Сколько же раз мне, вахлаку, эта самая Катерина Петровна вдалбливала и словом и действием: не будь лишку к людям приметлив, будь лучше к людям приветлив, а я все вляпываюсь мордой в дерьмо. И желая, как обычно, вывернуться, загладить неловкость, я хотел сообщить Дарье Митрофановне скорбное — нет ее крестника, уже нет — убили Василия Ильича на войне.

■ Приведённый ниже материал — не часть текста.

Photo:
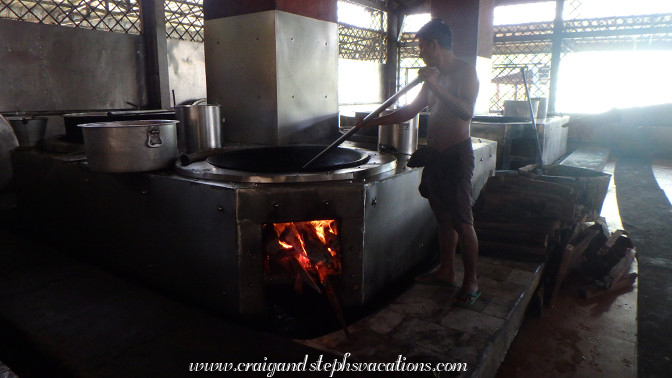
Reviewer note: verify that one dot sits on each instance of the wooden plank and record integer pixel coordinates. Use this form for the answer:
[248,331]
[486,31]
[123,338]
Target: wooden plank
[569,254]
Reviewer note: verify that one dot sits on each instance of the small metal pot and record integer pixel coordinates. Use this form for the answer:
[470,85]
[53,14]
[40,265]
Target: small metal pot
[130,146]
[200,128]
[29,131]
[401,138]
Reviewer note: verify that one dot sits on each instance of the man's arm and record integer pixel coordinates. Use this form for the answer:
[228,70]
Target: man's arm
[461,104]
[402,114]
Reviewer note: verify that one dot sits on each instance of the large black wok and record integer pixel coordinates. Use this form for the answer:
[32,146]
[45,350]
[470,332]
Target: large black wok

Но лицо женщины было озарено такой простодушной улыбкой, такое на нем было застенчивое удивление самой собою, что не захотелось мне огорчать ее в такую минуту, и, пробормотав под нос слова благодарности, упал на уцелившуюся с горы подводу и уже издали, с Собакинской речки, по которой раскатисто выбегала дорога на Енисей, помахал Дарье Митрофановне. Неловко — не вспомнил человека. Стало быть, давно видел. Но тут и оправдание есть: во-первых, у бабушки кумовей — хоть лошадиную голову приставь — всех не упомнишь! Во-вторых — время и война успели изменить до неузнаваемости эту бабушкину куму.
* * * *
Подвода скрипела и мерзло подпрыгивала на ухабах. Торцы бревен тех штабелей, меж которых я провалился ночью, круглыми дулами целились из снега. Под бревна набило снегу, и они слепились одно с другим, сверху козырьками припаялись белые пластушины. На такую вот пластушину и ступил я ночью…
Только-только, на самом, должно быть, утре, унялась метель, и все было наполнено утомленным роздыхом межпогодья. Могло вот-вот снова подуть, но пока кругом белый неподвижный покой.
Из мерзлого марева чуть проступал темными тальниками и сверкающим на приверхе льдом остров. Как это ни удивительно, шел я в ночи единственно правильным путем — по целику, меж торосов, срезая путь. Видно, в родных местах и слепой ходит как надо! На дороге — она от приверхи острова сворачивала влево, к устью Большой Слизневки и накосо пересекала Енисей, — на дороге этой я бы замерз или ознобился до инвалидности.
Прячу помороженное ухо и щеку, смазанные гусиным жиром, в воротник пальто. Тепла и от того и от другого мало, но дыханием отгоняет щипучую стужу. Полотенце и воротник обросли куржаком. Сквозь расчес куржака видно дорогу, помеченную вехами, елушками, вершинками пихт, сучками, палками.